Que les muses me tripotent, voici la 23e contribution pour le challenge Lunes d’encre. Alea jacta est.
Le lieu : Au cœur du bras d’Orion s’étend la sphère épanthropique, portion d’espace englobant quelques milliers de mondes et d’étoiles parcourue par des nefs conscientes. Placée sous la férule de l’Urbs, la sphère apparaît hélas comme une puissance assiégée dont l’Imperium vacille face à la menace grandissante des peuples barbares, des intelligences biologiques étrangères à l’humanité.

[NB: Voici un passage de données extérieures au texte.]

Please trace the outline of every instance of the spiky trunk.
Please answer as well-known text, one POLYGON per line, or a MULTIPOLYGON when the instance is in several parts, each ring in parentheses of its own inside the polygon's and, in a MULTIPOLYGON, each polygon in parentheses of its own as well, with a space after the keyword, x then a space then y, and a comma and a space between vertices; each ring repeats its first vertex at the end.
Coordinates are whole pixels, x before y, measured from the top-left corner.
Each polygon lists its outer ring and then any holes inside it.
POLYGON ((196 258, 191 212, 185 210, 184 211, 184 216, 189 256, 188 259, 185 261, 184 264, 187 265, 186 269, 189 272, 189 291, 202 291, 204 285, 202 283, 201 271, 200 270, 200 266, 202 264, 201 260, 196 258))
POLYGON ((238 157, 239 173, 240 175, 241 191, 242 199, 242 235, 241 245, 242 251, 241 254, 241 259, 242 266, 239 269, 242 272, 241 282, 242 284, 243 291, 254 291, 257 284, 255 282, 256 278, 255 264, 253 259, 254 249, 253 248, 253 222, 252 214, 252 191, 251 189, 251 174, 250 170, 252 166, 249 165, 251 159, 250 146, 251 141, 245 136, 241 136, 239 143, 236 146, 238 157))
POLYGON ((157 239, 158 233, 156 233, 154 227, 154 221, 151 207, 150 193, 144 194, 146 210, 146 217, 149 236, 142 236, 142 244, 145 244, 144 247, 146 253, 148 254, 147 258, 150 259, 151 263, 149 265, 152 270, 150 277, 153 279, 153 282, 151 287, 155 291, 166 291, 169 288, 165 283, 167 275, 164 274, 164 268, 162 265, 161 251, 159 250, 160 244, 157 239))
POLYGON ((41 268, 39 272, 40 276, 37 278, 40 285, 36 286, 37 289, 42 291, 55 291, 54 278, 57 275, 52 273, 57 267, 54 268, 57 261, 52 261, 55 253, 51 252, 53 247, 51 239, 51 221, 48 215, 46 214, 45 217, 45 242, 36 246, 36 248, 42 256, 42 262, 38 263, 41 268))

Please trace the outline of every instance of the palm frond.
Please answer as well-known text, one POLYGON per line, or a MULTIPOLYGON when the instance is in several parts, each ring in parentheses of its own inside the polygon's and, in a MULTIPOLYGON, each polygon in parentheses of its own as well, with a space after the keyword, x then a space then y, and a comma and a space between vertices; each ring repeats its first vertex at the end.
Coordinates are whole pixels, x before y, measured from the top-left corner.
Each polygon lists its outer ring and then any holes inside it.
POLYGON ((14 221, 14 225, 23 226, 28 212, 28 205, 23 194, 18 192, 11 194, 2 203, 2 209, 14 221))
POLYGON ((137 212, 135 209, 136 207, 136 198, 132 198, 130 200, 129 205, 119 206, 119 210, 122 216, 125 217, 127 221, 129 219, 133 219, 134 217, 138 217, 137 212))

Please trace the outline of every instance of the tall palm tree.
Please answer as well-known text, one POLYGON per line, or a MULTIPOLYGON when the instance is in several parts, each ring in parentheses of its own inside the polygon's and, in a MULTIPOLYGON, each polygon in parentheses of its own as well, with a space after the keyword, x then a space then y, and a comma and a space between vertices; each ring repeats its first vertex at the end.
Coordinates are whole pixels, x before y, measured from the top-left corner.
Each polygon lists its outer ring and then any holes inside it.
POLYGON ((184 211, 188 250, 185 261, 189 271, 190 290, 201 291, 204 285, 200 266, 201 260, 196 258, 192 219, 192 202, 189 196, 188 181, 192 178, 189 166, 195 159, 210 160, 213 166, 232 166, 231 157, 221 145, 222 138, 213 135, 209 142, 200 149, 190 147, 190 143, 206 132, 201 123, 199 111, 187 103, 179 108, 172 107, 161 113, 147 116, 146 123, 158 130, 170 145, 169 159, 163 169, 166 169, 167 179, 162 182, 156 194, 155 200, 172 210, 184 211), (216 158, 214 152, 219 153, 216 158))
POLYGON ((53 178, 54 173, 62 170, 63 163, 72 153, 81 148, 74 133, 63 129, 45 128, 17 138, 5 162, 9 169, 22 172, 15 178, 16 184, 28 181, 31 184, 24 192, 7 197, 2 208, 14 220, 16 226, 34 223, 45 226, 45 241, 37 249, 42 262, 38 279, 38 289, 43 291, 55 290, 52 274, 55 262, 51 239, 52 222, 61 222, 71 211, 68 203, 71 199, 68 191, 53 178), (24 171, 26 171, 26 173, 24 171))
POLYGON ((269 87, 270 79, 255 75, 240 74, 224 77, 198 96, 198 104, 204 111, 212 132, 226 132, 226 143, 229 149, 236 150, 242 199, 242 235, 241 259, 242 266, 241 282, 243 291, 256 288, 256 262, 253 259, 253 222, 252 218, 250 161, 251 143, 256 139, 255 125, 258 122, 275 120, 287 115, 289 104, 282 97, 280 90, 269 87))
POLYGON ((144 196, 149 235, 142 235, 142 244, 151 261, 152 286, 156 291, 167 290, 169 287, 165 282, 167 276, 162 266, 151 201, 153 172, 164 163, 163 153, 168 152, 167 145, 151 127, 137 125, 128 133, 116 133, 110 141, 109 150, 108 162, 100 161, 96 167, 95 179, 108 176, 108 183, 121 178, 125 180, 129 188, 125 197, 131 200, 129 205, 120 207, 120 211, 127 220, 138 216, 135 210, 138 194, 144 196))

Le temps : Depuis l’Hécatombe à laquelle aucun homme n’a survécu quatre millénaires auparavant, les automates, Intelligences artificielles et autres machines, montent la garde, au service de leurs créateurs, seigneurs et maîtres défunts, prêt à protéger leur pré-carré. Une tâche rendue quasi-impossible par le Carcan, une contrainte interne leur enjoignant de servir l’Homme et de ne causer aucun tort à un être biologique intelligent sous peine de basculer dans la folie. Faute de mieux, ils ont donc nettoyé leurs frontières, créant Les limes, un vaste espace débarrassé de ses planètes et soleils, ralentissant ainsi la progression des barbares, limités dans leur migration par leur méconnaissance du déplacement instantané. Désormais inutiles, les automates intelligents ont essayé de chercher un but à leur existence, ne tardant pas à succomber au jeu de la politique. Certains ont préféré le suicide à l’intolérable solitude de l’immortalité. D’autres ont commencé à explorer de nouvelles voies, quitte à s’affranchir du Carcan.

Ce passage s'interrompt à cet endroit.